Herzratenvariabilität (HRV)

HRV steht für Herzratenvariabilität oder Herzfrequenzvariabilität. Diese bezeichnet die Variation der Zeitabstände zwischen aufeinanderfolgenden Herzschlägen.

Regelmäßig aufeinanderfolgende Herzschläge im EKG

Die großen R-Zacken stehen für jeweils einen Herzschlag. Die Zeit zwischen den Herzschlägen (R-R-Intervall) variiert natürlicherweise von Herzschlag zu Herzschlag um einige Millisekunden. Ein gesundes Herz passt die Frequenz der Herzschläge den jeweiligen Erfordernissen an.

Die HRV wird vom Autonomen Nervensystem (ANS) beeinflusst, das unter anderem den Blutzucker, die Körpertemperatur, den Blutdruck und die Verdauung reguliert. Das ANS ist unterteilt in den Sympathikus und den Parasympathikus.

Beim Einatmen wird dem Körper Aktivität und Ressourcenverbrauch signalisiert und der Sympathikus wird aktiviert. Bei Übererregung schaltet der Körper in den Überlebensmodus und macht sich für Kampf oder Flucht bereit.

Beim Einatmen steigt also die Anzahl der Herzschläge pro Minute (Puls wird schneller), das R-R-Intervall wird kürzer.

Der Parasympathikus wird beim Ausatmen aktiviert, dem Körper wird also Ruhe und Entspannung signalisiert.  

Beim Ausatmen sinkt die Anzahl der Herzschläge wieder (Puls wird langsamer), das R-R-Intervall wird dann länger.

Die Abstände der R-R-Intervalle zeigen sich auch in der Kurve der Herzrate. Bei kurzen Abständen steigt die Herzrate, bei langen Abständen sinkt sie. Dieses Ansteigen und Absinken der Herzrate innerhalb der gemessenen Zeit entspricht der HRV.

Gesundheit und Anpassungsfähigkeit eines Menschen sind besser, je größer die Variabilität der Abstände zwischen den Herzschlägen und damit die Regulationsfähigkeit ist.

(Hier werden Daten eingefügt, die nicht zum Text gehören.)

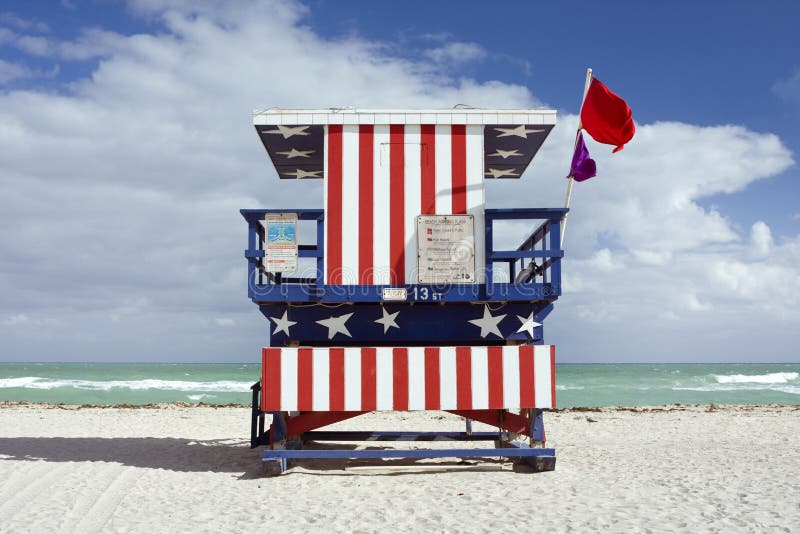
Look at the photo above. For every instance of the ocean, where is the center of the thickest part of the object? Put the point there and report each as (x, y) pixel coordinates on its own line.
(577, 384)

Wenn der Sympathikus und Parasympathikus also gut als Team zusammenarbeiten, kann der Organismus dem Menschen genau so viel Energie und Ressourcen bereitstellen, wie er im jeweiligen Moment benötigt, was wiederum das Überleben sichert.

Eine große Variabilität in den Abständen kann also einhergehen mit einer guten Stresstoleranz, besserer Gesundheit sowie Resilienz. Mit dem HRV-Biofeedback kannst du diese trainieren.

Quellen:

Eder, Dr. Med. Ursula und Sperlich, Dr. Med. Franz (2019): Das Parasympathikus Prinzip. München: Gräfe und Unzer Verlag

https://www.youtube.com/watch?v=BKoD8XJfrEM – The Secrets the Heart Keeps, and other Lessons of Heart Rate Variability with Dr. Richard Gervitz (zuletzt aufgerufen am 30.12.2020)

https://www.youtube.com/watch?v=9nwFUKuJSE0 – HRV Training and its Importance – Richard Gevirtz, Ph.D., Pioneer in HRV Research & Training (zuletzt aufgerufen am 30.12.2020)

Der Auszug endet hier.